When Barnum was younger there were certain times where he let the hype go overboard. By overhyping he lost some credibility with the public and the press. Fortunately for him he was very good at delivering on the hype and getting credibility back.
Delivering on the Hype
I don’t think it’s right to hype or advertise something where you can’t meet or exceed the customers expectations. For the purpose of this article, the word hype and promoting/advertising are one and the same. If you can’t delivery on your promises, don’t hype it.

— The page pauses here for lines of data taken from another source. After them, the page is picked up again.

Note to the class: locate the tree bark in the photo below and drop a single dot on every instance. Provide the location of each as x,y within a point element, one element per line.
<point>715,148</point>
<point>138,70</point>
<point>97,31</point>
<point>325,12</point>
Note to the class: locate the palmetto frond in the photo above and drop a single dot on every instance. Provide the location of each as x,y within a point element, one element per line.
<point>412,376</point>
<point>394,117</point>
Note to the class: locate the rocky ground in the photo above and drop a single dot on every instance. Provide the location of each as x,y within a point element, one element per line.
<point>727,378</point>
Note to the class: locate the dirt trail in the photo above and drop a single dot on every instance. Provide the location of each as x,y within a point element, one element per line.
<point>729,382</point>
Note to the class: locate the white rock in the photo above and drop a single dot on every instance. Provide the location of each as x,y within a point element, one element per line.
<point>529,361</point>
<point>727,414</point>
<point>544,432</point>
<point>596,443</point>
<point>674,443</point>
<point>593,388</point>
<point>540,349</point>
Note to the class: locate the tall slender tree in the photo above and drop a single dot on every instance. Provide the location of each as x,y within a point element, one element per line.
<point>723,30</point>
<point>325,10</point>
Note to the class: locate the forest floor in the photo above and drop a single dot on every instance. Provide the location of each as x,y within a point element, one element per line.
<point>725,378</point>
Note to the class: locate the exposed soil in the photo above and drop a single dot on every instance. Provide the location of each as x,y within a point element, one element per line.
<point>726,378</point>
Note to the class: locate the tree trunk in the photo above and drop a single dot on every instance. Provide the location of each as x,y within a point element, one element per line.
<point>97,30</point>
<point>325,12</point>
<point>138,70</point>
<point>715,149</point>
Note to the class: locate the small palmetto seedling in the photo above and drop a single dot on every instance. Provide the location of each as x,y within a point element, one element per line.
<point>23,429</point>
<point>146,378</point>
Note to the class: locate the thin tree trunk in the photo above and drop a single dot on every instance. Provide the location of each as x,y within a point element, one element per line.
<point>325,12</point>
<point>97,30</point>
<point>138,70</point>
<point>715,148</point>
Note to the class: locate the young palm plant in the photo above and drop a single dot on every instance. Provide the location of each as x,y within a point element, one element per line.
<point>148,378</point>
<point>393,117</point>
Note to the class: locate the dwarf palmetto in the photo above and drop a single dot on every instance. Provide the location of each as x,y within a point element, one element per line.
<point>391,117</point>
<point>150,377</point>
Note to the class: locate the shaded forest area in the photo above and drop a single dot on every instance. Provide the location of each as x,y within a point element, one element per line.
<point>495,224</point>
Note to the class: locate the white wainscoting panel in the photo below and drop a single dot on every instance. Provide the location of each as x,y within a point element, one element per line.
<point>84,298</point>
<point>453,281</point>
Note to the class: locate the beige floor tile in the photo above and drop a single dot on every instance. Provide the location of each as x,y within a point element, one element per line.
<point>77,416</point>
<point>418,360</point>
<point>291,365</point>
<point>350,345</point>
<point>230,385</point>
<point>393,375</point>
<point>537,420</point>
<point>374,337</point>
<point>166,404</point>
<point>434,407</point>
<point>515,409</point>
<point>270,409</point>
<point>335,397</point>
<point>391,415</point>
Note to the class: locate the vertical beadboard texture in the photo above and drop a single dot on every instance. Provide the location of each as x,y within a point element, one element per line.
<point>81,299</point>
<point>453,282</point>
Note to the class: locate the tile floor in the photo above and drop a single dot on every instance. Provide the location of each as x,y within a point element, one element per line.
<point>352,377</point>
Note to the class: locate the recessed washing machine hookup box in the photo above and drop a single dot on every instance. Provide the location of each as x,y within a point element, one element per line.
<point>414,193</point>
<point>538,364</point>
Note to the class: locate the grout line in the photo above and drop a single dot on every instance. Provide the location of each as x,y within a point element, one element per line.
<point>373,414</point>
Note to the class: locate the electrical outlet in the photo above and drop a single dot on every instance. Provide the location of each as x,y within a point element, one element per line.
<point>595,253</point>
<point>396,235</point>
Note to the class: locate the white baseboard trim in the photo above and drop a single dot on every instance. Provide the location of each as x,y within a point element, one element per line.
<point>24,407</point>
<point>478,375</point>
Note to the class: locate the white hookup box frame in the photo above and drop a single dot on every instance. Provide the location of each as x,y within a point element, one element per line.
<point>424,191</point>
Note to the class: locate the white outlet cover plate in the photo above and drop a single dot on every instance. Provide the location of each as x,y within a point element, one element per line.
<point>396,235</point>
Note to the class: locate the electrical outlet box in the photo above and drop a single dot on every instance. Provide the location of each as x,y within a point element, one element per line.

Here is the interesting part ... I’ve seen more instances of great events not being hyped enough as opposed to over hyped. I honestly think too many events fail because they don’t advertise or promotion enough. Not because the event wasn’t well planned or well executed. If you haven’t already, please read “The Danger of Free Event Thinking.”
Barnum's Never Said "There's a Sucker Born Every Minute." But, he did say and believe this ...
“It is of no advantage to advertise unless you intend to honestly fulfill the promises made in this manner.”
(Barnum Quote - Vitale, p. 103, There’s a Customer Born Every Minute)
He's some important information on one of the most mis-quoted (being that he never said it) lines in history ... The Real Story Behind, "There's a Sucker Born Every Minute."
The Movie Analogy
I think movies are a bit analogous with events. Studios spent a ton of money hyping up their movies. They inundate the market with everything from trailers, to interviews, news coverage, cross promotions, etc.
There is a popular notion that you can get attention by creating more noise than the other person. It’s just a casual observation, but I’ve NEVER heard any of my friends say “That movie was awesome, but they hyped it up way too much.” When a movie doesn’t meet or exceed the public’s expectations, people usually say, “that movie was way over hyped.” The movie analogy is directly applicable to events.
You can never over hype a truly great event that is well planned, well executed, and gives the event attendee EXACTLY what they want ... That's a formula for event success!
If you’re an event organizer or promoter, you owe it to yourself and your audience to hype your event as much as possible.